Lisa maria. If i have a girl wud be alexandria rose :)


----------



## LoolaBear

Rachel Mary
my mum gave my dad the options of Rachel Rowena or Romany and aparently he chose Rachel as it was the most boring sounding name! thanks dad! mary is a family name (second born females have it somewhere in the name)


----------



## bridgettlynn

I am Bridgett Lynn. :)


----------



## highhopes19

I'm Holly Marie:flower:


----------



## AngelofTroy

Helen Rachel :)


----------



## CryHer

Crystal


----------



## Sydd

Emily Grace... I was almost Beatrice May... Glad they changed their minds!


----------



## xxajademxx

Amber Jade


----------



## MamaBear1

Jean Ellen

Never really been a fan of my name. At least I do not run into lots of others with my name.


----------



## 12.11.10

Emily Hope.


----------



## jaggers

Jennie Irene. 
Family name. Grandma was "Jennie" It's annoying to correct people all the time that it's not 'Jennifer' or have people who's name is 'Jennifer' that I work with request I get a 'nickname' to avoid confusion, even though my GIVEN name is Jennie and theirs is "Genevieve, or Jennifer'
Irene is family name too.


----------



## Sarahcake

Sarah-Nicole

Pros: Sarah means princess which is nice for a girl

Cons: shout 'Sarah' in your local town center...see how many girls turn around to look...


----------



## SilverWillow

My name is Rachel Ava

Funny because Ava was always so unusual when I was growing up and now it has become really popular!

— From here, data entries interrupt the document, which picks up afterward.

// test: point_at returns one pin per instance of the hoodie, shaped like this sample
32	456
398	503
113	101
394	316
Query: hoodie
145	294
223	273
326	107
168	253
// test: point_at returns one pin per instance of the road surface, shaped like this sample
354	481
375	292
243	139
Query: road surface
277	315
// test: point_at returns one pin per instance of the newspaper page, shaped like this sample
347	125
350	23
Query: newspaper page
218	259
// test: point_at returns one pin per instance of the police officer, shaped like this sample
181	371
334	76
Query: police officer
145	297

(Dad really wanted to call me Lorna but Mum wouldn't have it!)


----------



## AfterAbigail

Shelley Louise Catherine


----------



## xx Emily xx

Emily Frances

xxx


----------



## neadyda

Sinead :)


----------



## Mummy2B21

Daina; but i go by Jade my middle name changed.


----------



## mum_erin

I'm Erin Victoria


----------



## LynAlH

My name is Lyndell. I have a brother called Loren and mom is Nell. She was Nell Williams, then married my dad, Phillip Nell. So now she is Nell Nell. Lol!


----------



## bumblebeexo

I'm Ashley Margaret.. Margaret is a family name, my Granny and Mum both have it too, but I'm afraid I won't be carrying it on!


----------



## jessthemess

Jessica! Haven't heard of it? Well it's only the #1 name for two decades according to the Social Security department. Popular enough so that my sister inlaw is also Jessica, and my roommate before my fiance was also a Jessica. Go Jessicas! ;)

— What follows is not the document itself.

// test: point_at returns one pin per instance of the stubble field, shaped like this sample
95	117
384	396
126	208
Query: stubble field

Jessica Marie is my whole name. Right? Marie.... :)

I do think Jessica is pretty, and to be fair I'm named after my great great grandmother who was born back when Jessica was not common at all.

But my kids will get weird names and when they complain I'll say, call your grandma, it's her fault! :D


----------



## casann

Catherine Ann :) x


----------



## haydenmummy

Hillary Katrina


----------



## Mypreciouskid

Heidi :)


----------



## BleedingBlack

Cayla (Kayla but with a 'C')...VERY popular.


----------



## Marietta

Marietta

I love it because it is pretty and not overly common. My friends and DH call me Mari, and my Daddy and brothers call me Ettie. Mom calls me Marietta because 'that's my proper name'!


----------



## oliviarose

Gemma Louise.....


----------



## Lindsey123

Lindsey Ann


----------



## Kasal

Kassia Dionne (Kas-eye-ah dee-on) no one ever says it right haha


----------



## The Alchemist

My name is Sakina. Nn is Kina.

It is Arabic and a religous name (Islamic) meaning "Tranquility" or "Serene".

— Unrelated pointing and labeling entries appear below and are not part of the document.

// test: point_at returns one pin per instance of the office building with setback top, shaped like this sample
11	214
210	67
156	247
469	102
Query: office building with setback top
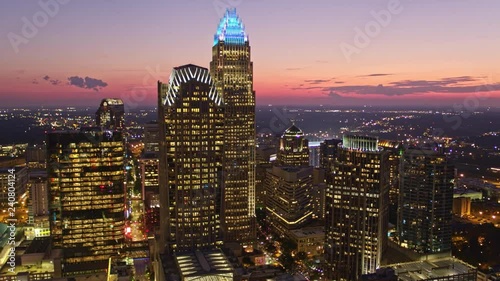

But I am not Arab at all! I'm of Southeast Asian decent.


----------



## Mom To 2

Amanda Michelle
But everyone calls me Mandy except for 2 of my 8 siblings.
I hate having two names, it's annoying. Like when I took my pet to the vet a few days ago, I didnt know if they had me under Amanda or Mandy in the computer to pull up our account. It happens all the time.


----------



## fairy_gem

Gemma x


----------